BERLIN, Aug. 29 (Xinhua) -- State prosecutors have launched an investigation on Wednesday after the confidential police arrest warrant against a suspect accused of a recent murder in the German town of Chemnitz was published online by far-right groups in Germany.
A spokesperson for the Saxon regional ministry of justice confirmed that the Dresden State Prosecution Office was investigating whether German officials had illegally leaked official secrets to right-wing extremists.
"This matter must be clarified immediately, and the necessary legal consequences must be drawn," a statement by the ministry read.

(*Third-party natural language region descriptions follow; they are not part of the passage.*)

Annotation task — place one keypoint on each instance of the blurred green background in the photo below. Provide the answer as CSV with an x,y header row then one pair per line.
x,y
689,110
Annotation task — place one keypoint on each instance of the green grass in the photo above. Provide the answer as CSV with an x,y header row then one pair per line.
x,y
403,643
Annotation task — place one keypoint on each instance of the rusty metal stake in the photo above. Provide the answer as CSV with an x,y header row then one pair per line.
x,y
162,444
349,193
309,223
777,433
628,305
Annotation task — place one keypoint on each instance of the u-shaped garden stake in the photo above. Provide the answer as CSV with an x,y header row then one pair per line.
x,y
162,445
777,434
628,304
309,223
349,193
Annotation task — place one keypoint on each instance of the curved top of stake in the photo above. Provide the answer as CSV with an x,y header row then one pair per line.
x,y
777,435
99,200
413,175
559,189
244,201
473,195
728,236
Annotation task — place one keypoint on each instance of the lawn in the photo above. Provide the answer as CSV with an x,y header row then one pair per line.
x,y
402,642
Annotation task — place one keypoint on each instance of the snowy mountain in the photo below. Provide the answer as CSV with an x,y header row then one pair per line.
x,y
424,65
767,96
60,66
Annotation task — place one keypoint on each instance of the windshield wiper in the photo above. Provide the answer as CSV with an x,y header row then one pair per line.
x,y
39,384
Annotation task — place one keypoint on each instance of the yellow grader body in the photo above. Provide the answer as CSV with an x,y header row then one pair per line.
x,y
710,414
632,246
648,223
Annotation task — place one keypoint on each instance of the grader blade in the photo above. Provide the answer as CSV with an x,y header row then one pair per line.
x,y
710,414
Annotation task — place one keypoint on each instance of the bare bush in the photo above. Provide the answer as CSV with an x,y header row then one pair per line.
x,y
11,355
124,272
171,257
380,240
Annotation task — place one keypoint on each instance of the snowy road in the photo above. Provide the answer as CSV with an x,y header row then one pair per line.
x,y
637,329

"If the arrest warrant was leaked from the police to right-wing extremist circles, then we have a real problem to address," Martin Dulig, deputy governor of Saxony, told press on Wednesday.
Judicial authorities have said that the document shared online is genuine.
Awkwardly for Dulig's government, the incident follows closely on the heels of the so-called "Pegizei" scandal in Saxony in which the state criminal police office stands accused of maintaining close ties with far-right groups and undermining press freedom.
The warrant in question was delivered to a 22-year-old Iraqi national who is believed by authorities to have played a part in a fatal knife attack on a 35-year-old German during a violent brawl which erupted at the Chemnitz "City Festival" on Sunday. The incident sparked two days of widely-publicized violent demonstrations organized spontaneously in the East German town by several far-right organizations.
According to the latest estimates, as many as many as 6,000 individuals assembled during the first rally. On Tuesday, at least 20 people were left injured in clashes between far-right and anti-Nazi rallies.
The Iraqi national, together with a 23-year-old Syrian, is currently being reprimanded in custody by German authorities in the course of their investigation into the Chemnitz murder case.